A review by rebeccacider
Mythago Wood by Robert Holdstock

Mixed feelings about this one. The first section is one of the most atmospheric dark fantasies I've had the pleasure of reading. The slow progression of horror, of being simultaneously engulfed by a malevolent wood and by the legacy of a parent, is genuinely haunting.

The rest of the novel was inventive, but exchanges much of the psychological horror for a more linear adventure narrative. There's an interesting character study embedded here - Stephen is Guiwenneth; she is his anima. Likewise, the monsters that populate Ryhope Wood are aspects of a man whose childhood and war experience have left him deeply scarred. But Stephen never fully acknowledges the parallels between the wood's landscape and his internal landscape; till the end he views the mythagos as creatures to conquer or possess rather than externalized aspects of his psyche. If his lack of self-awareness was meant to be an indictment of the character, it was too subtle to register with this reader.

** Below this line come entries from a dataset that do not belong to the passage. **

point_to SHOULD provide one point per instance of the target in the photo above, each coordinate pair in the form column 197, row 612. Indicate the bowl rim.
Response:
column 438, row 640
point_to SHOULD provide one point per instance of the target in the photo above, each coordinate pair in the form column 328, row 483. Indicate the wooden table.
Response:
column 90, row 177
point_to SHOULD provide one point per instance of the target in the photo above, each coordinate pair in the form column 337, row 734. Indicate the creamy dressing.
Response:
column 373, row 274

Nevertheless, Ryhope Wood was quite a setting. I don't think I've read another work that fully captured the experience of stumbling upon a ruin in the woods and feeling as if you've been transported into the past, or into a dream. The Celtic and pre-Celtic elements are robust, although the fixation with "folklore as historical record" felt dated, and the whole "racial memory" thing is cringeworthy, if on brand for a 1940s setting.

On the whole an imperfect novel, but certainly succeeds as a work of imagination.